Me encontraba ojeando unos ejemplares en un puesto en la feria antigua
del libro en mi localidad natal, cuando el bueno de Max se acercó hasta
mí con una expresión de felicidad en su rostro que no llegué a
comprender hasta que se explicó. —Mi querido amigo –me dijo
tendiéndome su mano. —Qué maravillosos relatos los tuyos. Como pueden
comprender no sabía a qué se refería el bueno de Max quien se extrañó al
contemplar en mi rostro un gesto de extrañeza. —Tan modesto como
siempre ¿eh? No me digas que no son merecidos los laureles que te
otorgan por el éxito de tus relatos.
—Creo que te equivocas
amigo –le interrumpí.
—No, no puedo equivocarme.
Todo el mundo comenta las hazañas de Lady Killgrew, o el triste final de
Sir Robert Langdon...
—Verás antes de que sigas
déjame decirte que yo no he escrito esas historias. Ahora fue Max quien no
comprendía nada. Me miró por encima de sus gafas y dijo: —¿Cómo que tú no has
escrito esos relatos, si vienen firmados por ti? —Es cierto. Pero en la
introducción al mismo dejo claro que yo no soy el autor de los hechos
narrados –le expliqué con naturalidad.
—Ya. ¿Entonces? —El verdadero autor es el antiguo
farero de la costa de Fife. Yo sólo soy su compilador. —Bueno, es igual. Dime, ¿tienes más cuentos de ese...? –preguntó sin recordar su nombre. —Jarvis. —¿De ese Jarvis? —Estás de suerte quiero Max, pues ahora mismo iba a entregarle a mi editor un nuevo relato. —¿Lo tienes aquí? –me preguntó agarrándome del brazo para que no pudiera escaparme. —Claro –le dije mostrándole un legajo de hojas escritas. —¿Puedo leerlo? —Me temo que no. No hasta
que no se haya publicado.
—Al menos dime su título. —Eso sí. Se titula
“Glencoe”. —¿Glencoe? –repitió Max mirándome sin comprender
nada.—Un título bastante extraño para un relato. ¿De qué trata? Miré a mi amigo y sonreí abiertamente. —Querido Max, si te has fijado en los relatos de
Jarvis sabrás que éstos están siempre relacionados con la historia, y
más en concreto con la de Inglaterra y Escocia. —Sigo sin comprenderte
amigo. —Entonces espera a leerlo y
lo comprenderás mejor.
El descontento de Max se
hizo más patente al comprobar que no cedería ante sus insistentes
súplicas para que le permitiera siquiera una rápida lectura de la
historia. Ese privilegio se lo concedo a mi editor, y después al público
de Jarvis. He aquí el manuscrito que
entregué al señor... para su publicación y que comienza como los
anteriores relatos en la posada de la costa de Fife donde Jarvis ya se
encontraba preparado aquella tarde de octubre para deleitar a su
audiencia con un nuevo relato. “El año 1692 es de infausto
recuerdo para nuestro país y para las gentes que lo habitaban entonces.

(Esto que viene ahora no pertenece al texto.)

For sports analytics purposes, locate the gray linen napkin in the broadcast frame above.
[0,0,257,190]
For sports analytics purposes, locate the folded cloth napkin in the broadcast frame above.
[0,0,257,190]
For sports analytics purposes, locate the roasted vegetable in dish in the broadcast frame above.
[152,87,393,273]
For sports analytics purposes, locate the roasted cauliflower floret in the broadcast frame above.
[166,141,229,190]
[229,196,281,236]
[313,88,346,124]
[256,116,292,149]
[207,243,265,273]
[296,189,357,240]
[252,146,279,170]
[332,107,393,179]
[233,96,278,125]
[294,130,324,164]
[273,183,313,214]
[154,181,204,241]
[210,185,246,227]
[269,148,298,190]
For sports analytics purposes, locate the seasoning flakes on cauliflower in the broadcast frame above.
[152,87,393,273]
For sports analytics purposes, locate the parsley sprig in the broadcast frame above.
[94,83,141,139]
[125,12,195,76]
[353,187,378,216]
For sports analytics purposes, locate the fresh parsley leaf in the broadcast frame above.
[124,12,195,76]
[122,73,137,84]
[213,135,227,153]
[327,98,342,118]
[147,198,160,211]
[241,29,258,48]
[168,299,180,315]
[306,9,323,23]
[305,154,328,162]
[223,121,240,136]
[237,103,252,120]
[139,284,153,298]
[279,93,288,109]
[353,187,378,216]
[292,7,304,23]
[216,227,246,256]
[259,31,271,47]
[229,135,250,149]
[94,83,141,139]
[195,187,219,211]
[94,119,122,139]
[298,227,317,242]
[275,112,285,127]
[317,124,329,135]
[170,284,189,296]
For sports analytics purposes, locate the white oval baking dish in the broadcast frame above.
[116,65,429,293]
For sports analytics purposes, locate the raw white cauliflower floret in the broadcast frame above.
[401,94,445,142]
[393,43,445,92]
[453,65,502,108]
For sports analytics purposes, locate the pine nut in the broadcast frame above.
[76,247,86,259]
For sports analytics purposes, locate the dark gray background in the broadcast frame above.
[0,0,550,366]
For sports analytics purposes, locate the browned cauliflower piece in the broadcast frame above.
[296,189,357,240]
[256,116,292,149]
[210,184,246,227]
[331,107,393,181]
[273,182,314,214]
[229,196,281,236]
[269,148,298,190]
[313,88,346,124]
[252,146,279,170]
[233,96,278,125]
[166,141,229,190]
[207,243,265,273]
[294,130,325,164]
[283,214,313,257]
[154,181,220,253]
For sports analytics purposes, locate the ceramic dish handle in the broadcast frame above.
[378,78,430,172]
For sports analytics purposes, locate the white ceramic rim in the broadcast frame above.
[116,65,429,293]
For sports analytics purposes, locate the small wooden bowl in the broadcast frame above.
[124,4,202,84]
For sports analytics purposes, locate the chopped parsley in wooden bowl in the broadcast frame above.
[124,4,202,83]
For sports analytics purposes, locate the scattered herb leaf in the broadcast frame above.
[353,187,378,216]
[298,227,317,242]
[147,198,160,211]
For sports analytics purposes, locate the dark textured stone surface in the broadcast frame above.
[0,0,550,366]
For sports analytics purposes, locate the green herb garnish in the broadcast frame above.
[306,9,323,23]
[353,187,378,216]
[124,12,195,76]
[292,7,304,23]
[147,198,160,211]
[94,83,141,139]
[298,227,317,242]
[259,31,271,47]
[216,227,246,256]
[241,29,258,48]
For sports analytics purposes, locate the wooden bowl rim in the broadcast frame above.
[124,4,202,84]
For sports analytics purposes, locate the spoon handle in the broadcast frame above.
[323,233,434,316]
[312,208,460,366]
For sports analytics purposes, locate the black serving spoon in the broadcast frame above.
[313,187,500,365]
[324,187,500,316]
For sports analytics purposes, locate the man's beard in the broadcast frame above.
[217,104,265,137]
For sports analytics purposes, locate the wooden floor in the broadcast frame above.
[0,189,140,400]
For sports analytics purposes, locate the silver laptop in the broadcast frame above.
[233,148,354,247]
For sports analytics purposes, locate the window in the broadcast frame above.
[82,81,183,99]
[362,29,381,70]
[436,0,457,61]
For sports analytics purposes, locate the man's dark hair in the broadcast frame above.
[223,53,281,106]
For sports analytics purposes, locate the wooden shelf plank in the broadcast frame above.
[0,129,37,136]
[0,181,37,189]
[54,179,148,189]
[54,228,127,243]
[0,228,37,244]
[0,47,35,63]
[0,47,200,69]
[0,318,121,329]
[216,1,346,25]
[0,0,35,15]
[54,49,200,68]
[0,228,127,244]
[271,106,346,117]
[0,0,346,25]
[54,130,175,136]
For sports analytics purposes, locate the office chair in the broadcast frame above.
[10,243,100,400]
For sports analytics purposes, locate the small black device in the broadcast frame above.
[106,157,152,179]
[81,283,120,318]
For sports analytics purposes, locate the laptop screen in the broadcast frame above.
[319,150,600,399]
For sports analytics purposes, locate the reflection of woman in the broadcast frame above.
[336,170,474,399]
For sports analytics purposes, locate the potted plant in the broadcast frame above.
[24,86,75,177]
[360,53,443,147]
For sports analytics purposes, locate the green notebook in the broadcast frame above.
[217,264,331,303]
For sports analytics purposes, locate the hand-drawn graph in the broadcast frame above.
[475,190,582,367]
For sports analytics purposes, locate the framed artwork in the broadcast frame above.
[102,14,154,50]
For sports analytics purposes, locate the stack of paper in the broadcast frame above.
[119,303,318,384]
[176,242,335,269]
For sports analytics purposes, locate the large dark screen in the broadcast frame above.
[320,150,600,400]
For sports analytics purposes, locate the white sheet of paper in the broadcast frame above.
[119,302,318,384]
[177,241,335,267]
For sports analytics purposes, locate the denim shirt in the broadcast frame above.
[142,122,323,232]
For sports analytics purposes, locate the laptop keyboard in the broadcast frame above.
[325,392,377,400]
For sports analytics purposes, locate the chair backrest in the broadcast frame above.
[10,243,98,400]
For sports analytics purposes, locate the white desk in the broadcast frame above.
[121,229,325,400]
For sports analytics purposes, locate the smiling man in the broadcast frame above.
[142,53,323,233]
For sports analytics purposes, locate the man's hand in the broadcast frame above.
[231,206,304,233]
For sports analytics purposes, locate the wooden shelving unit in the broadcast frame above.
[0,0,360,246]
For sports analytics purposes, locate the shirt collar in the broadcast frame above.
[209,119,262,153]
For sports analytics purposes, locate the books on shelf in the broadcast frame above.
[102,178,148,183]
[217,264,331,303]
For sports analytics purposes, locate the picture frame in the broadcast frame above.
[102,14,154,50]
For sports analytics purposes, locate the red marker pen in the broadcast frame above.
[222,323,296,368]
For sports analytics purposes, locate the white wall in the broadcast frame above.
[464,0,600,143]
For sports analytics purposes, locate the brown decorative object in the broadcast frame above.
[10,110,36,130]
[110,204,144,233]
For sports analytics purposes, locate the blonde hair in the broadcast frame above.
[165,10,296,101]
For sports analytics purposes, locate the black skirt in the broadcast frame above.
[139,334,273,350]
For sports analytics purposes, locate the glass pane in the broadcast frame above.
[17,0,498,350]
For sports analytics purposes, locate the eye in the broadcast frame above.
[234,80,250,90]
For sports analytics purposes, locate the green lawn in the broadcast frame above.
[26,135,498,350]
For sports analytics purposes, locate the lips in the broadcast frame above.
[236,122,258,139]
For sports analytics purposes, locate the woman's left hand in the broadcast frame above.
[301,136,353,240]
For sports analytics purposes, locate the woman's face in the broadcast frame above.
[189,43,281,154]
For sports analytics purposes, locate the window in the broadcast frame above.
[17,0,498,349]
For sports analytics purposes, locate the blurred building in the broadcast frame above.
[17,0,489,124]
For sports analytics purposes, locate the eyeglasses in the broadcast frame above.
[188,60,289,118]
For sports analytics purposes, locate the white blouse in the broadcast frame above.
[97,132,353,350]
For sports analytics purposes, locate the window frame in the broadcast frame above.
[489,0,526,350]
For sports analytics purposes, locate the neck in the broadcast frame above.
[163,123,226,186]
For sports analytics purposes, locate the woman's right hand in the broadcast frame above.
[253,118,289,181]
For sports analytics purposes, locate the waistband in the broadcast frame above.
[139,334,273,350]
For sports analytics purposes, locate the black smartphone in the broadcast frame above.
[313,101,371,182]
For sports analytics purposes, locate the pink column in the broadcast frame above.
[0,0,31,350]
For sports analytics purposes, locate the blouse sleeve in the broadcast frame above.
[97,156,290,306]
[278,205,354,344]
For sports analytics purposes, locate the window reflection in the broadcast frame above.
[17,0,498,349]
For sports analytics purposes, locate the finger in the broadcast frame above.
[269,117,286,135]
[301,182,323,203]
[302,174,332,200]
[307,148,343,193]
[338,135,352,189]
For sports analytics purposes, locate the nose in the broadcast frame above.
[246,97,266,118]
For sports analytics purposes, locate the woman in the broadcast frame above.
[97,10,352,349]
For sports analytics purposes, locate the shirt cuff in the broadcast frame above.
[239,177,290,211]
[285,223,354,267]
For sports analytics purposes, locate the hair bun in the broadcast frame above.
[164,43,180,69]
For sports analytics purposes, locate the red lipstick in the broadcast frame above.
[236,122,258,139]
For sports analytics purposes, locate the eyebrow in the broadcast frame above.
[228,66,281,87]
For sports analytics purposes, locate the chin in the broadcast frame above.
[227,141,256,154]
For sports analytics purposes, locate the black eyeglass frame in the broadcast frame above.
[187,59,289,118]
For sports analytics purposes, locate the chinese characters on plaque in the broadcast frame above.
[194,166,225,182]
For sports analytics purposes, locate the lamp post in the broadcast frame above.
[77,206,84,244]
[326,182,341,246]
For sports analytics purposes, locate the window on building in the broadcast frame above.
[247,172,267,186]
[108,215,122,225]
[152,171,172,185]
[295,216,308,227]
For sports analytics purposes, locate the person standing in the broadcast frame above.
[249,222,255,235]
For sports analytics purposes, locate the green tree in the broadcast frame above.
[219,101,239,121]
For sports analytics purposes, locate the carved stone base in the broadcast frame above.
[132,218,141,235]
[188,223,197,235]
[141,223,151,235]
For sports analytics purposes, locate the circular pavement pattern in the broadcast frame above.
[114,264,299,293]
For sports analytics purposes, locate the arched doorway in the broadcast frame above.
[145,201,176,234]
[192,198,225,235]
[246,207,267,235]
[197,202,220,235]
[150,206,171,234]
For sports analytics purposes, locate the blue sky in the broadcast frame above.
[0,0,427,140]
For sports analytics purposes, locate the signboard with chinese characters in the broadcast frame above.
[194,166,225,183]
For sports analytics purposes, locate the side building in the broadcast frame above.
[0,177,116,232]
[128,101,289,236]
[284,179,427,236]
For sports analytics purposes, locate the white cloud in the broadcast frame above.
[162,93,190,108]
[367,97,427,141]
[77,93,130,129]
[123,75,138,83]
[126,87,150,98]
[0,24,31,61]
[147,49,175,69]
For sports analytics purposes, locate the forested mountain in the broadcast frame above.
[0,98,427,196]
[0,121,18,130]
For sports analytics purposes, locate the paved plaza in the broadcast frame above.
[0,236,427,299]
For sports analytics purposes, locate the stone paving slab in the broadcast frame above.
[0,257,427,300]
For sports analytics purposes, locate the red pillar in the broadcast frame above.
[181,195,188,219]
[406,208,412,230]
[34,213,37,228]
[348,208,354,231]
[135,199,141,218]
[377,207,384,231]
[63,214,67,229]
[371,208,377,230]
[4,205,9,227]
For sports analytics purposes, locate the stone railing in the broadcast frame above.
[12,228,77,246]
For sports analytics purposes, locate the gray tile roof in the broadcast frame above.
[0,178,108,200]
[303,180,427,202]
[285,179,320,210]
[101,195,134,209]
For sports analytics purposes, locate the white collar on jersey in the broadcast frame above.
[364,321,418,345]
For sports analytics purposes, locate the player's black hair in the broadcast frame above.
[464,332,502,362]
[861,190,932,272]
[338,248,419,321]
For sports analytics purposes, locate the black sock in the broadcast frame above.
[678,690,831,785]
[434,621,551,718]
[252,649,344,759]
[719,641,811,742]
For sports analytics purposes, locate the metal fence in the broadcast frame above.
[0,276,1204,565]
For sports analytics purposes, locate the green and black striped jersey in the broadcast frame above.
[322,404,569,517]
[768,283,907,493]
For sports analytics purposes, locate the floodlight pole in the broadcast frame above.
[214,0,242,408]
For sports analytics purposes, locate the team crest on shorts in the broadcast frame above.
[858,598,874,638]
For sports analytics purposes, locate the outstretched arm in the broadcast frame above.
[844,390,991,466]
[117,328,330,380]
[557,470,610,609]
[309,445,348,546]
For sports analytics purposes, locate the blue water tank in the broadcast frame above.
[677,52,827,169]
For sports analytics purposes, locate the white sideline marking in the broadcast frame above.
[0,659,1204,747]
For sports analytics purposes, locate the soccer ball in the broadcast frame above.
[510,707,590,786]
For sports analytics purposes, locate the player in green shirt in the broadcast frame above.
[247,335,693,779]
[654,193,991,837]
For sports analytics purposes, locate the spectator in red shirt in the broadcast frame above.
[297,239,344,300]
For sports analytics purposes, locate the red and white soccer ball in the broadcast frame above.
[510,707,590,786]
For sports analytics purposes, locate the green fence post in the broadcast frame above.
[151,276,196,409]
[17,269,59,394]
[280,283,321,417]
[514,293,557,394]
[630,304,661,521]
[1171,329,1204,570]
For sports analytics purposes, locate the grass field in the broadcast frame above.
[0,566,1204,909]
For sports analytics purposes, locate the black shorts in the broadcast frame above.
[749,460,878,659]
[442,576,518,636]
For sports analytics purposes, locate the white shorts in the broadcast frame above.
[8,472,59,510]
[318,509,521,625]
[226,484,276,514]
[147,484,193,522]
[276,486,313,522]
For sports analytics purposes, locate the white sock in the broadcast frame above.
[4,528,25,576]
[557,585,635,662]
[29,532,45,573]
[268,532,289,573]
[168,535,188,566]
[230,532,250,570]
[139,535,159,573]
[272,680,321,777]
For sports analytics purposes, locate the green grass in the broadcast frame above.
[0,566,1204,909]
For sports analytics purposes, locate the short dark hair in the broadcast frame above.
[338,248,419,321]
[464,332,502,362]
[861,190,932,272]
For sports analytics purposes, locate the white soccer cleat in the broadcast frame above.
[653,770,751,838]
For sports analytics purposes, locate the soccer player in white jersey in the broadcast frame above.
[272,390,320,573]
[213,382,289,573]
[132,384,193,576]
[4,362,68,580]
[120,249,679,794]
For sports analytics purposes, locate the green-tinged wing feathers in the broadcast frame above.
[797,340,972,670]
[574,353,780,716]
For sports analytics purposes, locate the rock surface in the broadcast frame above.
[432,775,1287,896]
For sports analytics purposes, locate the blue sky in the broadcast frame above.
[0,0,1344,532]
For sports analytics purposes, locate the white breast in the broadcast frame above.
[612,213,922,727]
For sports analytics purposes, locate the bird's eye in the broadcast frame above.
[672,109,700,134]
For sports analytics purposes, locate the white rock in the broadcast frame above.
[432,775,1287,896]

En especial para el clan de los Mcdonalds de Glencoe. Cuando la nueva
monarquía subió al trono se encontró con una situación algo agitada en
nuestro país. Desde un primer momento el objetivo del nuevo monarca fue
la de someter a los habitantes de las Tierras Altas sin escatimar
esfuerzos. Las continuas disputas entre los clanes escoceses con el
Parlamento de Londres no son ajenas para ningún conocedor de la historia
de ambos países. Pues bien, como os iba contando, en aquel año de gracia
de 1692 el rey Guillermo ofreció una cuantiosa suma de dinero a todos
aquellos jefes de los clanes que abandonaran las armas, y le rindieran
pleitesía. Para tal fin se fijo una fecha que todos debía respetar: El 1
de enero del año anteriormente citado. Todos los jefes debían acudir a
Londres a presentar sus respetos.
Cuando los principales
consejeros del rey esperaban que ninguno se presentara para tal evento,
un nutrido grupo de bravos y rudos montañeses hizo su aparición en la
capital de Inglaterra dispuestos a acatar las órdenes del nuevo
soberano. Sin embargo, sucedió que uno de los principales clanes el de
los Macdonald de Glencoe, no pudo acudir a tal ceremonia. Aquello como
era de prever se consideró como un acto de rebeldía como asó lo expresó
el propio monarca: —De manera que todos los
principales jefes han acudido a excepción de los Macdonald de Glencoe.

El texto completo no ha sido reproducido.